Cytologic analysis of the joint fluid revealed that the right carpus was normal; the right tarsus showed neutrophilic inflammation, the left tarsus showed mononuclear inflammation, and the right stifle showed mixed mononuclear and neutrophilic inflammation. No infectious agents were seen in any of the joint fluid samples. No growth occurred on an aerobic bacterial culture of the right tarsal joint fluid, making septic arthritis less likely. The results of aerobic bacterial cultures of fluid from the right submandibular lymph node and fluid from one of the skin pustules were negative, making staphylococcal dermatitis less likely. No infectious agents were seen after Gram's and acid-fast staining in any of the samples submitted for culture.

6. A photomicrograph of the dog's skin showing inflammation surrounding and infiltrating hair follicles, leading to rupture of the follicles (hematoxylin-eosin; bar = 100 m).
On Day 2, we initiated an immunosuppressive dosage of prednisone (1 mg/kg orally b.i.d.) because we suspected an immune-mediated disorder. On Day 3, the dog developed mucopurulent ocular discharge. The results of a complete ophthalmic examination were normal except for bilateral conjunctivitis, likely secondary to irritation from periocular skin disease. We prescribed a bacitracin/neomycin/polymyxin B/hydrocortisone ophthalmic ointment (topically to both eyes t.i.d.). On Day 4, the dog was clinically much brighter and no longer febrile, so we discontinued intravenous fluids. We discontinued the morphine on Day 5. For the first two days in the hospital, the dog was anorectic and showed no interest in food, but by Day 6, the dog was eating well.

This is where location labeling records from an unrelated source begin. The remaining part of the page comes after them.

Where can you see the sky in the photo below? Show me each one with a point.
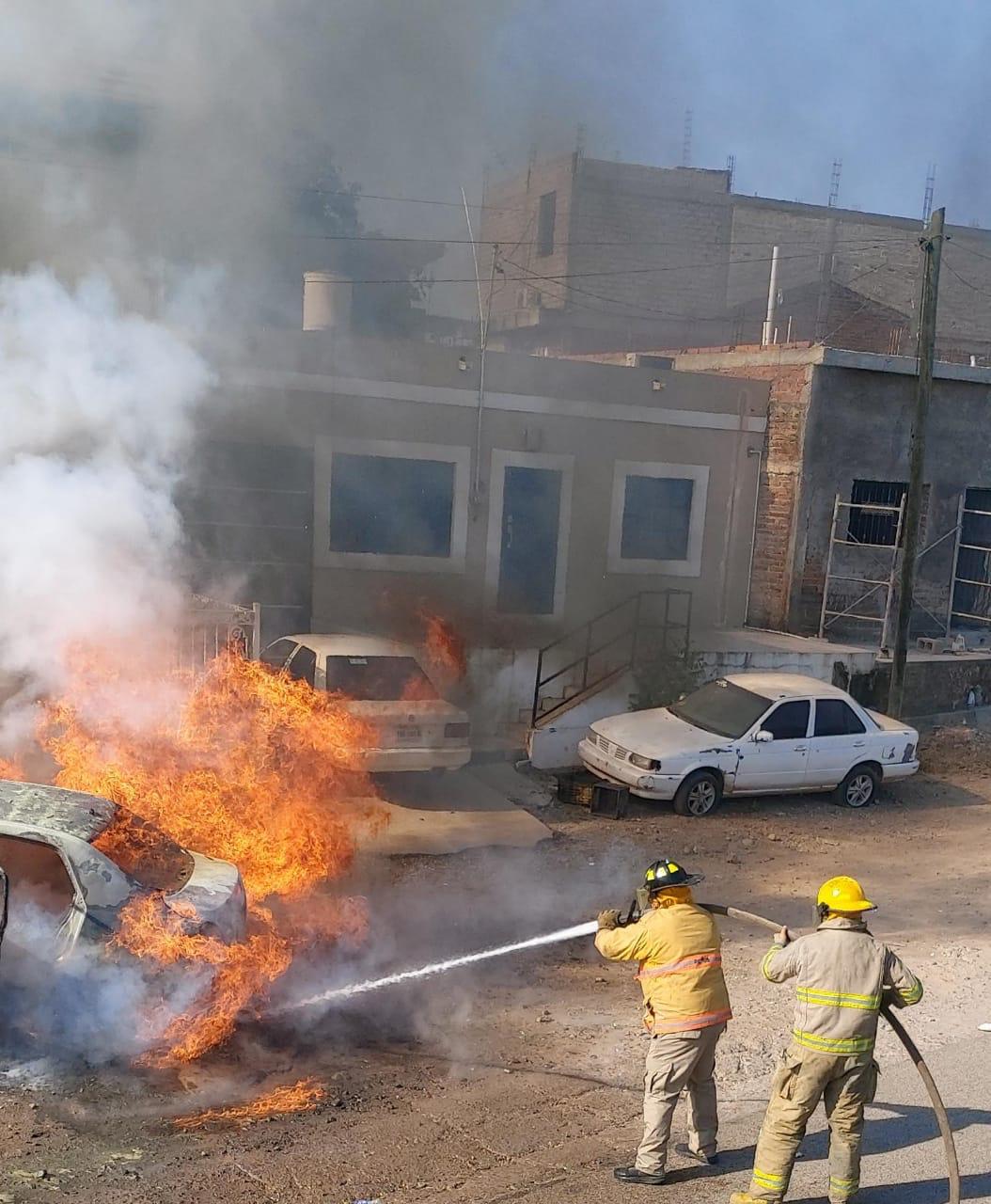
(885, 86)
(419, 98)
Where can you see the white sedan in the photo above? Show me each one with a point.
(751, 734)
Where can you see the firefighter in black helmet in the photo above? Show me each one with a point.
(677, 946)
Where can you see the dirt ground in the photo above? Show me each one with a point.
(520, 1079)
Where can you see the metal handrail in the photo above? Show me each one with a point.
(632, 631)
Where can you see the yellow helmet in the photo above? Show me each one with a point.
(843, 895)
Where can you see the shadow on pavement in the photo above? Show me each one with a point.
(929, 1191)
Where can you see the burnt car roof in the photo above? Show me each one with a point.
(51, 807)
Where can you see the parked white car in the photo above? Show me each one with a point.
(385, 683)
(751, 734)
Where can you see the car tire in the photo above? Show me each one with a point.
(699, 795)
(858, 787)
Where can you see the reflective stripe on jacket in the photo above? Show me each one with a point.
(681, 966)
(843, 973)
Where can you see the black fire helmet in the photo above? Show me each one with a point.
(665, 873)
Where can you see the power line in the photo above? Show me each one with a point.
(583, 276)
(595, 242)
(411, 200)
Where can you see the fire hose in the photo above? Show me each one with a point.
(936, 1100)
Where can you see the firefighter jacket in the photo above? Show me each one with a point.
(843, 974)
(681, 966)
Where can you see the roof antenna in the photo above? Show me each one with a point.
(835, 183)
(686, 140)
(930, 190)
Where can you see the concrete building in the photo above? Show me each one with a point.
(353, 484)
(605, 256)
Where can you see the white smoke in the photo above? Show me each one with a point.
(98, 411)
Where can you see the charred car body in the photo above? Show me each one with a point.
(75, 861)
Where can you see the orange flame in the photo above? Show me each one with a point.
(259, 769)
(446, 653)
(251, 768)
(241, 973)
(11, 770)
(299, 1097)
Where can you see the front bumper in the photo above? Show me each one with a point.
(639, 783)
(416, 760)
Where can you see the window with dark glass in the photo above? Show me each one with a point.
(656, 516)
(391, 506)
(277, 654)
(304, 665)
(790, 721)
(833, 717)
(875, 527)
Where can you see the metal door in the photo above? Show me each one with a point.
(527, 564)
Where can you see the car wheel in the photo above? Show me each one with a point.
(858, 787)
(699, 794)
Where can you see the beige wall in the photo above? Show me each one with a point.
(578, 417)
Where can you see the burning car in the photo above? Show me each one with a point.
(386, 684)
(75, 861)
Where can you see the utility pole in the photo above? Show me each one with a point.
(932, 248)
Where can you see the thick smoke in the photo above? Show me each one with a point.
(98, 416)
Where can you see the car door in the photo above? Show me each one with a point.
(778, 764)
(837, 743)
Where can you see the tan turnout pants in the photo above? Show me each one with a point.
(678, 1062)
(845, 1085)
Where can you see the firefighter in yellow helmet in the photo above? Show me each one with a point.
(843, 975)
(677, 946)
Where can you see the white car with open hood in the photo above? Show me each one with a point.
(386, 684)
(751, 734)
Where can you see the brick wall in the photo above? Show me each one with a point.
(778, 498)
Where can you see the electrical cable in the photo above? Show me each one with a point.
(936, 1100)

Histologic results and diagnosis

The results of the histologic examination of the skin biopsy samples revealed inflammatory nodular dermal infiltrates that centered around hair follicles and often partially or completely effaced the associated sebaceous and sweat glands (Figures 4 & 5). In some areas, the follicles had ruptured (Figure 6). The inflammatory infiltrates were composed mainly of neutrophils and epithelioid macrophages with smaller numbers of plasma cells and lymphocytes (Figures 7 & 8).

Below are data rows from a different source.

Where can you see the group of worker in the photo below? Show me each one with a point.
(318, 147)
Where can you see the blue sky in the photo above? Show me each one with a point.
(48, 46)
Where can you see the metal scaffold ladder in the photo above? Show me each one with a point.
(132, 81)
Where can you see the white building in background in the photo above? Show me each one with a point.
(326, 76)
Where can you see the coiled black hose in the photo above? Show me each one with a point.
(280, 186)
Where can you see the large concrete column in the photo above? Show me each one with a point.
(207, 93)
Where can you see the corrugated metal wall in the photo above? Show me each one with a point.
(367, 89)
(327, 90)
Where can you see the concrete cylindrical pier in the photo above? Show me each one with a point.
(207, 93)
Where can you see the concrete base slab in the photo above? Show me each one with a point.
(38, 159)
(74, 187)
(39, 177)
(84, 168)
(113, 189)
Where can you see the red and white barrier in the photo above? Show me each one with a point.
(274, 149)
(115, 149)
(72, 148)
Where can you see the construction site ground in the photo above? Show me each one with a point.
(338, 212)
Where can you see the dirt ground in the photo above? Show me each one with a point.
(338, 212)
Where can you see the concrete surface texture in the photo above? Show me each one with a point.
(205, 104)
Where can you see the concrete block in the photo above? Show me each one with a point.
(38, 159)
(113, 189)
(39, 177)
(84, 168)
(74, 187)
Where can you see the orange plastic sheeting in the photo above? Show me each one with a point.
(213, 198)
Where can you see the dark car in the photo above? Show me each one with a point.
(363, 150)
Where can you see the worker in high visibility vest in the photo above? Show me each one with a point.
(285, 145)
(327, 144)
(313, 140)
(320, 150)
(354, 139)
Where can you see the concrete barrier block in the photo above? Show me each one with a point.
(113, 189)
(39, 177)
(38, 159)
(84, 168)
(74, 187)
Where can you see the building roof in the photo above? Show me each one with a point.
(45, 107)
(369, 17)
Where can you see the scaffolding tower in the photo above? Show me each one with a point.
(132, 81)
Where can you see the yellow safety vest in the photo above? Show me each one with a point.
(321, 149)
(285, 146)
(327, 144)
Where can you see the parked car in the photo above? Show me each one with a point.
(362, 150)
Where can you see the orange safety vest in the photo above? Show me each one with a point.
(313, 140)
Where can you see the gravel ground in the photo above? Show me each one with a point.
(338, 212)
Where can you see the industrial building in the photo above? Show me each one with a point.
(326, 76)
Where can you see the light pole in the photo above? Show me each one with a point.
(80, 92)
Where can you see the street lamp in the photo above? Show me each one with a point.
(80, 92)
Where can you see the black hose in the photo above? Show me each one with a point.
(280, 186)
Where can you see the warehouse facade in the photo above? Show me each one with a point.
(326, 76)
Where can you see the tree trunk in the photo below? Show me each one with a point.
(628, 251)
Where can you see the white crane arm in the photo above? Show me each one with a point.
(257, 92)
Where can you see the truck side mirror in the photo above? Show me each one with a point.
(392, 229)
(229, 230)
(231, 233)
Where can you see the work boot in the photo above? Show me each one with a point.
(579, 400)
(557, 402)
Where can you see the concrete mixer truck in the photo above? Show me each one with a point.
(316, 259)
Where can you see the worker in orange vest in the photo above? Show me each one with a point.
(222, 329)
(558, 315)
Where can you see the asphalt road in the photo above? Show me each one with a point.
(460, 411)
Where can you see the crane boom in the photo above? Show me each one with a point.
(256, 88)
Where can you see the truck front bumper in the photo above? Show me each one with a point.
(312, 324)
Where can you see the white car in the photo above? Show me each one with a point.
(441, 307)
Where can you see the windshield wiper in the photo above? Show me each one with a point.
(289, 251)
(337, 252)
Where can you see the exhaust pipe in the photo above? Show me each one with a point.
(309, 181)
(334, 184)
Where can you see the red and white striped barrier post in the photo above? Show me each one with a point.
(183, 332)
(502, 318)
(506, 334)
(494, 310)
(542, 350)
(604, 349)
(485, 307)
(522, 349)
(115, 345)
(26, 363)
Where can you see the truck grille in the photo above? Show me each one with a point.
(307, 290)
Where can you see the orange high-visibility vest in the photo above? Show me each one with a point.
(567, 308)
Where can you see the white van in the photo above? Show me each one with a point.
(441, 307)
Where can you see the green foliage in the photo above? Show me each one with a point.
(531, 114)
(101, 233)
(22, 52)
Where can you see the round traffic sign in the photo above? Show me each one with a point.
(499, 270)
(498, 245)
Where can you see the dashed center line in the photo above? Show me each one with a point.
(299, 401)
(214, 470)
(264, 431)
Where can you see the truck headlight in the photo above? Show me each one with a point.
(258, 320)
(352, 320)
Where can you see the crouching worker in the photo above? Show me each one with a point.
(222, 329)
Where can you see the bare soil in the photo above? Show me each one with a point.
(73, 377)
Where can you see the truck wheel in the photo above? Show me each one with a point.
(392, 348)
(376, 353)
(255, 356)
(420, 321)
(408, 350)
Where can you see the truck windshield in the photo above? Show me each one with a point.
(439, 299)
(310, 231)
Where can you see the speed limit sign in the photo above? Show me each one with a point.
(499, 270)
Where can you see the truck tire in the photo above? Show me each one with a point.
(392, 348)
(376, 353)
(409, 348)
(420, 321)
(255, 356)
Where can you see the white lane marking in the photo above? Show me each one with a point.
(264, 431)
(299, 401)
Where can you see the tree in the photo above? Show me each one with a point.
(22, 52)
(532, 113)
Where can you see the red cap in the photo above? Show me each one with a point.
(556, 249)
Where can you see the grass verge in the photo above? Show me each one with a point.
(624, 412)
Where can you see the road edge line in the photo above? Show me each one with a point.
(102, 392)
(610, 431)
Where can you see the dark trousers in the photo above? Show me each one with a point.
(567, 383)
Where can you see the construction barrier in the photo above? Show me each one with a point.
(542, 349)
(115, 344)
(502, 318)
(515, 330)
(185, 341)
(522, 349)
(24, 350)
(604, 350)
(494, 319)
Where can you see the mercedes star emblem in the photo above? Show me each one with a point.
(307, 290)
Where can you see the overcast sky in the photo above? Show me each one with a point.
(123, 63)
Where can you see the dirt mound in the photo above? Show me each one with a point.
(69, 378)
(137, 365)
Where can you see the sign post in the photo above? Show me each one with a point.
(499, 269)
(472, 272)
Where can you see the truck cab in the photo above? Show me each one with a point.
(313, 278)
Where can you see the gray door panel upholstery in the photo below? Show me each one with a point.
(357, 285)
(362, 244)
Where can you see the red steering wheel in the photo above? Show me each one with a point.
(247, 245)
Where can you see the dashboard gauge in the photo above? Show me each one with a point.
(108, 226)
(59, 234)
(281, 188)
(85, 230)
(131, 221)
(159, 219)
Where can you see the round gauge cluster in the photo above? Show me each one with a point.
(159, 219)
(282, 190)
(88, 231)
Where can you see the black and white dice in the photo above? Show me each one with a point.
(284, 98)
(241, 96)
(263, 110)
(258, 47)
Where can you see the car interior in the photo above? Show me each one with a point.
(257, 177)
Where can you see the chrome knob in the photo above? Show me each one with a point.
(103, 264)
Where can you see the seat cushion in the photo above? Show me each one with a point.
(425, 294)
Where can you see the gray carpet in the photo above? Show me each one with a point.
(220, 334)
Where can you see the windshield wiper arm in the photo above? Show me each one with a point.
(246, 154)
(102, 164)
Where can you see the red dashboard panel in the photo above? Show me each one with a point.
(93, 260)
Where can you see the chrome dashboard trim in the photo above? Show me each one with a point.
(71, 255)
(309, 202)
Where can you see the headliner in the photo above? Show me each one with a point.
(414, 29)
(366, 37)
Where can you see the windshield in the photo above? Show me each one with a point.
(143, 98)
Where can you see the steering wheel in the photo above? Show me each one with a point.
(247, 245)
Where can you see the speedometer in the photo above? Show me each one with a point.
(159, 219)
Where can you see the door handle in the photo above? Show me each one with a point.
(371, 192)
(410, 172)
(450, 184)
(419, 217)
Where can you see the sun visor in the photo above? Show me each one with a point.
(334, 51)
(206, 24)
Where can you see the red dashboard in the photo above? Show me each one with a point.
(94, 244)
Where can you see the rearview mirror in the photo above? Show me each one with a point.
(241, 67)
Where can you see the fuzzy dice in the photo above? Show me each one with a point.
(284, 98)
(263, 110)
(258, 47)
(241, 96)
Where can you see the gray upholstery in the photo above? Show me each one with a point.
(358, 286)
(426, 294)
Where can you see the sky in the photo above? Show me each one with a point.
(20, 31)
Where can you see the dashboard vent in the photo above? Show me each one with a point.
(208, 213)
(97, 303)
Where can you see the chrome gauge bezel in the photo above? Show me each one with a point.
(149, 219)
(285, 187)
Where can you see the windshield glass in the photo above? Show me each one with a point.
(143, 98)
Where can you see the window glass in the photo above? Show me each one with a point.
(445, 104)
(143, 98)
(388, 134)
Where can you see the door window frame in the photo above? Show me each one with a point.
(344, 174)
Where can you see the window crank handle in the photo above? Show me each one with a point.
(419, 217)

7. A photomicrograph of the dog's skin at higher magnification showing some well-delineated granuloma-like lesions. (hematoxylin-eosin; bar = 50 m).
The histopathologic diagnosis was nodular pyogranulomatous dermatitis with folliculitis and furunculosis. Unfortunately, none of the skin biopsy samples included the subcutis, so the presence of nodular sterile panniculitis could not be conclusively confirmed. But the cytologic findings from these subcutaneous nodules were supportive of this presumptive diagnosis. No evidence of an interface dermatitis or any other epidermal abnormalities characteristic of SLE was present. In addition, the results of the ANA titer were negative, making SLE less likely; however, some dogs with SLE have negative ANA titer results, so the titer results alone cannot be used to conclusively rule out SLE. We ruled out pemphigus complex because no evidence of subcorneal or intragranular pustules or suprabasilar vesicles with acantholysis was present. Likewise, the histopathologic lesions were not consistent with erythema multiforme or toxic epidermal necrolysis, which typically result in epidermal lesions. A primary staphylococcal folliculitis or furunculosis seemed unlikely because of the systemic nature of the disease, the lack of cocci bacteria in any of the samples, and the negative bacterial culture results from the skin. The histologic findings and the clinical signs (cutaneous and systemic) most closely fit with a diagnosis of late-onset canine juvenile cellulitis.